Review by William P. Meyers
The SCUM Manifesto just won't die. Following the release of the film I Shot Andy Warhol last year, interest in Valerie Solanas, who really did shoot Andy Warhol, has resurfaced. Written at the height of unrest in the 1960's, her manifesto stands as the most vehement piece of anti-male rhetoric ever written. It is so over-the-top it is largely self-parodying. Valerie's basic premise is that men are not fully human: their Y chromosome is a partial X chromosome. They are missing the truly human traits that women possess by right of genetic inheritance. From there she catalogs male crimes and personality traits and blames them for trying to bring women down to their own level.

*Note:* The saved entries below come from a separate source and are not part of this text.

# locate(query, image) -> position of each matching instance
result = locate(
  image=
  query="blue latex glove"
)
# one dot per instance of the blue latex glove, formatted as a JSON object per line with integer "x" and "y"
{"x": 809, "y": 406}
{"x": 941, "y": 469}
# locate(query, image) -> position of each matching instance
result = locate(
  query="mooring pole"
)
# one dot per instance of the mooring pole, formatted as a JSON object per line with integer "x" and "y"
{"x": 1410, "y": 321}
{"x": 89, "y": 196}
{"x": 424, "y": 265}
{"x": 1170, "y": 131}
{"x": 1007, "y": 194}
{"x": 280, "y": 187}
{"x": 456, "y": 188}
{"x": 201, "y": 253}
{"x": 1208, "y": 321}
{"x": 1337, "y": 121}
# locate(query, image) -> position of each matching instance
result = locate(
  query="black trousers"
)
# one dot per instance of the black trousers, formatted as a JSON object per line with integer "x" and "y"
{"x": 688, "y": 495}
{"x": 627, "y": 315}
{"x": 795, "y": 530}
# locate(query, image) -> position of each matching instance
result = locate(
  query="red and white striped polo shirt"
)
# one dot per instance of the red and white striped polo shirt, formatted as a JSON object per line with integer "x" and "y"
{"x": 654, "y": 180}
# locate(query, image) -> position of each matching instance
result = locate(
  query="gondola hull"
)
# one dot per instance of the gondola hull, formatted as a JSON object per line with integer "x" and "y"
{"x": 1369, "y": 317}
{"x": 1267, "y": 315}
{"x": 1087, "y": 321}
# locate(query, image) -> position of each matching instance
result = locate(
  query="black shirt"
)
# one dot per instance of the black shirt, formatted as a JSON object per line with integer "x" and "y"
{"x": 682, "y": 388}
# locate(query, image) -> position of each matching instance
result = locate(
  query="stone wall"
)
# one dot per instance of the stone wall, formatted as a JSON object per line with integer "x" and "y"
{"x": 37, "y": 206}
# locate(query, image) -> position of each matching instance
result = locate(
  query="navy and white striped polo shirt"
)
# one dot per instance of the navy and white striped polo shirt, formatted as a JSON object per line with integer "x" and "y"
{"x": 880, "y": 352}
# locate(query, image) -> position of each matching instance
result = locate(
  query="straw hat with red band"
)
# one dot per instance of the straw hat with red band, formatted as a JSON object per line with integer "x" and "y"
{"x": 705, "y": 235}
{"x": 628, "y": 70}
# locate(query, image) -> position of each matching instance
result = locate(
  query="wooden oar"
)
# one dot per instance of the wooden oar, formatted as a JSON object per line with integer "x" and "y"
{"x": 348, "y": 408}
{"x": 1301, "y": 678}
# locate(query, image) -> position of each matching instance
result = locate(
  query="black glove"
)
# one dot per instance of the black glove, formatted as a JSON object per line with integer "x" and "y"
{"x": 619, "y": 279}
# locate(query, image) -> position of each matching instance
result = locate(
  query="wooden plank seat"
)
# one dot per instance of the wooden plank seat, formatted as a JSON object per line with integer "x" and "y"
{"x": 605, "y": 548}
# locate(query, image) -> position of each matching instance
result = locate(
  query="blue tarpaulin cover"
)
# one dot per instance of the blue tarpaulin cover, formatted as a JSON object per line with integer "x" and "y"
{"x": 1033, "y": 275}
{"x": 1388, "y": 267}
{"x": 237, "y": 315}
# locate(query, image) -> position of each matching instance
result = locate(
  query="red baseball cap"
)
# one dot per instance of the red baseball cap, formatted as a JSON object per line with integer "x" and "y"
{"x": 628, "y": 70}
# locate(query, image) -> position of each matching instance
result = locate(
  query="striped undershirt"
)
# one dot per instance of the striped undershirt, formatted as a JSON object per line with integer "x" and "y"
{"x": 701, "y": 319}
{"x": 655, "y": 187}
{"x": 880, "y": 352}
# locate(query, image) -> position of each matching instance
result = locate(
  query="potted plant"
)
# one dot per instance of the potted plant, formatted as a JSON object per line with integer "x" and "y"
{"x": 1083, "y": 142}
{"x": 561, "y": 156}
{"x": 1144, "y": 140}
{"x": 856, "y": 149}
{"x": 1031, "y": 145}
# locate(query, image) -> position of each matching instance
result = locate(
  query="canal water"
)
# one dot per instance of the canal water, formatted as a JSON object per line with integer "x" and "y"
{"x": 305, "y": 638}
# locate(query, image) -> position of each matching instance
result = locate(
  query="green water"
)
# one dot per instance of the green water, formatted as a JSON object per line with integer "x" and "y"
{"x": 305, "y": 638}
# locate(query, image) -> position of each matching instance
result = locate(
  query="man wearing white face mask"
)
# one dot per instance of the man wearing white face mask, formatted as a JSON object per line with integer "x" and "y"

This is a masterful example of rhetoric, filled with one-liners putting down men, for example, "The male has a negative Midas touch -- everything he touches turns to shit." All society's (and Valerie's) problems are blamed on men: war, useless work, boredom, the money economy, religion, bad sex, bad relationships, bad art, and bad philosophy. Valerie has a simple solution to the problem: kill men. All men, that is, except the SCUM men's auxiliary. Science will allow women to give birth to only women, and hence to an all-female society. Solanas's men are, of course, caricatures of men (just as the typical male stereotype of women is a caricature of women). Mostly she cleverly says of men what (women-hating) men say of women. It's easy to read through such a violently up-front and angry book and say to yourself "that's not me she's describing."
While men will doubtless benefit most from reading SCUM Manifesto, women will find it gives them useful ammunition in the ancient and ongoing war between the sexes. After the first half of the book discusses the malignancy of X-chromosomehood and how fathers warp most women in our society (Valerie contemptuously calls most women "daddy's girls"), the second half presents the Society to Cut Up Men's plan for social reform. Since they are few in number, they can't just go out and kill all men at once. They'll also take jobs that enable them to give things away for free (killing men, if necessary, to create job openings) and generally undermine the money economy. They'll go on strike, and separate themselves from male society. They won't even have to kill all men. "After the elimination of money there will be no further need to kill men; they will be stripped of the only power they have over psychologically independent females." All in all, this is a feminist Mein Kampf. Fortunately (for us men, anyway) so far not much has been done to put Valerie's program into action, so its a hilariously funny read.